Cuando sale por fin de la casa de Susan toda su ropa huele a cigarro rancio y siente que se le vienen encima unas ganas tenues de vomitar. Traga grueso y camina a paso rápido hacia el abasto. Encuentra el agua saborizada en las neveras que están al entrar y hace después la cola en la caja para pedir lo demás. Hay tres personas delante y todas piden un par de saussage rolls. Cuando le toca el turno, Isa trata de sonar casual, imitando el tono de los clientes anteriores. La señora que despacha le pregunta si los quiere fríos o calientes. Isa duda y la señora se da cuenta de que en realidad esa mujer morena y de pelo rizado que tiene enfrente no se ha comido jamás en la vida un saussage roll. Confirma esa impresión cuando Isa le muestra una caja de cigarros y le pide dos. Aquí todos los paquetes de cigarrillos son horriblemente iguales y muestran por los dos lados fotos de tumores cancerígenos que pretenden espantar a los fumadores. No parece que haga mucho efecto, piensa Isa. Recibe las dos cajas y saca el billete de veinte que Susan le dió. Faltan casi tres libras que Isa tiene que pagar con la tarjeta de débito que se metió en el bolsillo en el último minuto, por no dejar.

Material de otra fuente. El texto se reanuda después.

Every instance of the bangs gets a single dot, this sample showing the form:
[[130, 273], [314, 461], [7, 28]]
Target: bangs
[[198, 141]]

Regresa tan rápido como puede y le entrega a Susan todos sus encargos. Inventa una excusa para no quedarse mucho tiempo. Entra a la casa y se da cuenta de que ha perdido todo el ánimo de seguir trabajando. Se quita en la cocina toda la ropa y la mete en la lavadora. No hay nada que le repugne más que el olor a cigarrillo. Se huele el pelo mientras sube las escaleras en ropa interior. También le huele a cigarro. Decide aprovechar que ya escampó para ir a caminar un rato al parque. Después se dará un baño y se sentará un rato más a ver si puede avanzar en la traducción que tiene pendiente. Mientras se viste, imagina el trayecto que va a tomar esta vez. Se decide por el camino rodeado de pinos que sube por la montaña, al borde de la urbanización nueva. Ya siente en la nariz el olor del bosque. Se pone ropa interior térmica, medias gruesas, sus pantalones de caminar que cortan el viento y un abrigo de fleece que no hace bulto. Baja y se pone la bufanda, el abrigo amarillo y las botas de caminar en la cocina. Agarra el teléfono, los audífonos y las llaves y sale al viento helado como alma que lleva el diablo.